Saturday, February 26, 2011

Gnomeo and Juliet- Don't Just Look at the Name

On 2/21/11, my sister forced me to take her to see Gnomeo and Juliet. I protested for hours, seeing it as a movie for small children that would be stupid and incredibly boring. Well, I was wrong.

Summary:

The blue garden gnomes and the red garden gnomes are at war. The protagonist, the blue gnome Gnomeo was on a commando mission to get revenge on the reds when he met the wandering gnome Juliet. They fall in love but have to keep it a secret. They find an old garden with a slightly senile, but nevertheless, friendly parrot who tells them as they argue how other people ruined his love, just like what was threatening to happen to theirs. However, Gnomeo's tiny friend Benny sees Gnomeo and Juliet and starts running back to tell the other blues. However, the antagonist, the red Tibolt, shatters Benny's hat, the supreme blow to any gnome, especially one with such a large hat. Then Tibolt and Gnomeo engage in a duel, which ends with Tibolt shattering into tiny pieces. However, the reds are angry and they push him on to the street, where Gnomeo apparently meets his death. I won't spoil the rest, but let's just say Gnomeo has a run-in with Shakespeare and the story starts following Romeo and Juliet's storyline. However, ultimately, this movie can turn the ending around.

Other:

While Gnomeo and Juliet doesn't use 3-D as effectively as Tangled, it is still used fairly well. Also don't just read the name and think it's a bad movie like I did. It might seem gimmicky, but a certain movie about toys coming to life and having adventures was pretty gimmicky when it started, too. Y'all get what I mean, right? And when did I become a redneck?

Monday, February 21, 2011

Bollywood

A few days ago, my mother said I should try Bollywood dance. I have two responses: I am not interested in dancing, and, BAH!

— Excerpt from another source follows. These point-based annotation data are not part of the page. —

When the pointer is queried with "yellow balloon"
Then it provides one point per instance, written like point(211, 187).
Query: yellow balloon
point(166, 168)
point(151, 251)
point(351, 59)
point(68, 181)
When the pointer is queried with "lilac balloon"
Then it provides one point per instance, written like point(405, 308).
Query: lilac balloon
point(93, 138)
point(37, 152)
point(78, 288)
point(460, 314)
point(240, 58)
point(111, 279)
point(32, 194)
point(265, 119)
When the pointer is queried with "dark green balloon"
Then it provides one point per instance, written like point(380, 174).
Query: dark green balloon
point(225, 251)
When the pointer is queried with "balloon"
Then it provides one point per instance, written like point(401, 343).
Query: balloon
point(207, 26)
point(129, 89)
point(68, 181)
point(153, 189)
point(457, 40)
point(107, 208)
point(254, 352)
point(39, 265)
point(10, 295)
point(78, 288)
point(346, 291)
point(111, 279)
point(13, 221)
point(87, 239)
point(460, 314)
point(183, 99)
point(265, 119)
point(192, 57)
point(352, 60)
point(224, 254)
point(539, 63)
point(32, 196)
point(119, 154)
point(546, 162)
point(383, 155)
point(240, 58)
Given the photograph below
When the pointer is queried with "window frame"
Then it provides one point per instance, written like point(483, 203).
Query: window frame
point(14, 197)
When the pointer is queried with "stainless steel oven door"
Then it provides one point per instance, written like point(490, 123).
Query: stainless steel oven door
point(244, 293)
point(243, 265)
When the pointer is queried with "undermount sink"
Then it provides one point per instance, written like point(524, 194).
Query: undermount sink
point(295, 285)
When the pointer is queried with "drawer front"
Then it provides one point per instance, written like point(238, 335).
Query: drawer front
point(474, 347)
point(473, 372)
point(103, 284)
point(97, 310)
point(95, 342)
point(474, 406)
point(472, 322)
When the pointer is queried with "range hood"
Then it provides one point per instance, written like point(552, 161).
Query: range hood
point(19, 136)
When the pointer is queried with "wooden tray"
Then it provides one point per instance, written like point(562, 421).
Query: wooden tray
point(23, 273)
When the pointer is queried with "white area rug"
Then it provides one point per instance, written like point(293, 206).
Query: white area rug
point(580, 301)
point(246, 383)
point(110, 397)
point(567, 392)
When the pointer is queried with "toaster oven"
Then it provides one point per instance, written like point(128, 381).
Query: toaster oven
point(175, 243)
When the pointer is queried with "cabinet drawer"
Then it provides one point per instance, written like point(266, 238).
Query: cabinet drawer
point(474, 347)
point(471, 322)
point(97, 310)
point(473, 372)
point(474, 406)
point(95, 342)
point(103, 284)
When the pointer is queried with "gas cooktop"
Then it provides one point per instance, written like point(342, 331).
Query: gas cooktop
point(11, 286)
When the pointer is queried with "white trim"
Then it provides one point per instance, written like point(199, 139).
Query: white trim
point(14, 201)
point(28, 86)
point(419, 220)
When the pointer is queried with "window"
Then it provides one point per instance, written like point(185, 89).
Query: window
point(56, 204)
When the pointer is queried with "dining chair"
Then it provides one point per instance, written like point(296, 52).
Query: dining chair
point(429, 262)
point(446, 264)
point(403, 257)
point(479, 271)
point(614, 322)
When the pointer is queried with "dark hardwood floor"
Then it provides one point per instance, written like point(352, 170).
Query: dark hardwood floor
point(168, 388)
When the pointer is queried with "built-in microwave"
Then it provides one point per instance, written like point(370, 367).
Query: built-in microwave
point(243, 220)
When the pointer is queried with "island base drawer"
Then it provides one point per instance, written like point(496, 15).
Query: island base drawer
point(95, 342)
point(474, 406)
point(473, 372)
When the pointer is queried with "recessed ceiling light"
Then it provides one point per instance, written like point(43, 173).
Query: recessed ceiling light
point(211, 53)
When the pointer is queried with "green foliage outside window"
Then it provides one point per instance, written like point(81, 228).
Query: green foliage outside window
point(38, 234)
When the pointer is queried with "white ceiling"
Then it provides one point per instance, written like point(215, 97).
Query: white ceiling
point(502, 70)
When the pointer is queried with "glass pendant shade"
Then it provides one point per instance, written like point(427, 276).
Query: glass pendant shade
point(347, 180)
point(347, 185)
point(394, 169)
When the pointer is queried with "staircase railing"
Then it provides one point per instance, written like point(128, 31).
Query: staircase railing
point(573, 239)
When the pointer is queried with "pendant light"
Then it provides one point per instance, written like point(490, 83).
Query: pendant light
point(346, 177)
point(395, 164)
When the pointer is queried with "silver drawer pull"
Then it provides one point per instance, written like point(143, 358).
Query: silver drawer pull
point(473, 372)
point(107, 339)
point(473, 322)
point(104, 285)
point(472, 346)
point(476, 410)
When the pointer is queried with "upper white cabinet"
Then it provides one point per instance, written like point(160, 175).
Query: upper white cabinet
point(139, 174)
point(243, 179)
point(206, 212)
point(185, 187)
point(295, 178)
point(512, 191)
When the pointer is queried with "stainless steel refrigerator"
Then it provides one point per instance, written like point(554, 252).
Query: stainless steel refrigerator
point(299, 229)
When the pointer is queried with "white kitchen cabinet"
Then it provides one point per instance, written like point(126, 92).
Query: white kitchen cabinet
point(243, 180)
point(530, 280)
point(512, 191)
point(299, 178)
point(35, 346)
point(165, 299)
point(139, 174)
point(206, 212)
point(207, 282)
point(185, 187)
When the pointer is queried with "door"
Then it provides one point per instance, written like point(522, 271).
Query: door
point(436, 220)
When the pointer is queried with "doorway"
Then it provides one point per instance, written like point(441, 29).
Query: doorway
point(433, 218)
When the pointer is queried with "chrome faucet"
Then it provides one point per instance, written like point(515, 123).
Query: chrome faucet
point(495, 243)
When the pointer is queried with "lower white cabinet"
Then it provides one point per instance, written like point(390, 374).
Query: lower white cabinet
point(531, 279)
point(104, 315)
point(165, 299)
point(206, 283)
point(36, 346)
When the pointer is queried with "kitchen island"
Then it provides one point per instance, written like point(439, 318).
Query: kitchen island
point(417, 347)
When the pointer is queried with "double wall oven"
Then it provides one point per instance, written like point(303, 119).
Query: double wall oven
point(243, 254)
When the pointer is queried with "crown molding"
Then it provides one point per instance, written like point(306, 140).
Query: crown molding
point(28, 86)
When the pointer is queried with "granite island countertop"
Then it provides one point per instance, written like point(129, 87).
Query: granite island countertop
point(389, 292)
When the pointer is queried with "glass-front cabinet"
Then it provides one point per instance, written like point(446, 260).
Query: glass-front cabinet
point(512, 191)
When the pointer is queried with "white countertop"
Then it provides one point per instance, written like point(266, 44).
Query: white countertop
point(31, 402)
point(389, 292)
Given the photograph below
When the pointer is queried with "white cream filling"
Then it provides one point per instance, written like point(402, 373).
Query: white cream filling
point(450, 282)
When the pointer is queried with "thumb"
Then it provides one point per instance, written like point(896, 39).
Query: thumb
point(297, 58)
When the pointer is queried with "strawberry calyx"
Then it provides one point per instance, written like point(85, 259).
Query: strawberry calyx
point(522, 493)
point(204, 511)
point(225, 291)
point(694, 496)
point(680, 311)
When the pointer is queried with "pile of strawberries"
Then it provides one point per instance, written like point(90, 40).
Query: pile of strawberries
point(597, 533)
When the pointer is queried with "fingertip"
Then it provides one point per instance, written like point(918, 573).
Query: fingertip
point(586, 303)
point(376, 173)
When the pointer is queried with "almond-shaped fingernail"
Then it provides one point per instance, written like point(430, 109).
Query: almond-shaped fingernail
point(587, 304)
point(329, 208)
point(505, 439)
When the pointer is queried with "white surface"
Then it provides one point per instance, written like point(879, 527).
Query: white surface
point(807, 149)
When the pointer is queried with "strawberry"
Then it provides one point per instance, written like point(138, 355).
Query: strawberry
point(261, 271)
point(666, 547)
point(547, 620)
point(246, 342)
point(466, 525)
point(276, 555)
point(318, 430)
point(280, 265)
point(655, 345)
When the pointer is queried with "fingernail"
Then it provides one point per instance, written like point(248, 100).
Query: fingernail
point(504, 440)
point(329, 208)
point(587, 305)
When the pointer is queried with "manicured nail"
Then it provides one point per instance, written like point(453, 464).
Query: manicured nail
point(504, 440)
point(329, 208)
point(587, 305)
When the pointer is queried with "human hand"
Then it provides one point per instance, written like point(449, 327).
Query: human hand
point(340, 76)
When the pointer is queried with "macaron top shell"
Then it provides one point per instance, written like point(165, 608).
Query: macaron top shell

Bollywood. That is what most people think about when they think of India. It makes me sick. Bollywood is a miserable attempt to cash in on western pop culture. Just look at the name Bollywood Western pop culture is terrible enough as it is, with people like Lady Gaga, Justin Bieber, and Katie Perry. When Justin Bieber first sang, I felt a disturbance in the force… like 10 billion beings suddenly cried out… and then were silenced. If you get that reference, you get a cookie. I’ll explain it here: in Star Wars Episode IV: A New Hope, when the Death star fired its laser (“I’MA FIRIN’ MAH DEATH STAR LAZOR!” If you get that reference, you also win a cookie) and destroyed Alderaan, Yoda said the same thing about all the people on Alderaan. And, of course, the Death Star’s power level is OVER 9,000! If you get that last reference, you get a cake. But of course, the cake is a LIE! Okay, enough references. Bollywood is simply seeking to make India like America because America is a global superpower. So it either casts aside or completely ruins the religion of Hinduism and causes the pathetic stereotypes of India. It’s not real Indian dance, music, culture, or anything else. It’s like the accents of those bad Indian actors who want to pretend they have an American accent. Or the accents of bad Indian actors and comedians who exaggerate their accents for comedy or advertising (also causing pathetic stereotypes).

The people who come up with Bollywood ideas are on… well, I don’t want to offend anyone, let’s just say that it is not good for your mental health. They’re ALL stupid love story musicals. Just about EVERY. SINGLE. FREAKING. MOVIE. Including I Hate Love Stories. I mean, have you SEEN the trailer for the Bollywood version of the Halo movie? They turned Master Chief into a Spartan with a bad accent who sings bad songs and talks too much. THEY turned a FIRST-PERSON SHOOTER into a LOVE STORY! Now, how does THAT work?!?!?!?!?

I despise Bollywood for all it has ever done. There are TWO good things from Bollywood. One movie, called A Wednesday, the only movie that isn’t a love story. It’s about terrorism. And there is a song from some movie called Rocket Singh: Salesman of the Year. I can’t remember its name, of course. All Bollywood has ever done is make Indians look stupid and eschews our culture for its bad imitations of America.

There are a FEW well done Bollywood movies, if they have decency and are actually accurate and don’t TRY and cause stereotypes for marketing.

Well, this was a good rant. I might even put it in Self-Reflections. You guys will learn what that is later.

*Twirl around, disapparate in my awesome cloak, opera mask, and top hat, and explode into black smoke, for I am the CYNICAL DEATH LORD*

*DISCLAIMER: I am Indian and my parents like Bollywood. It's only me who thinks it should go die in the fire for being terrible.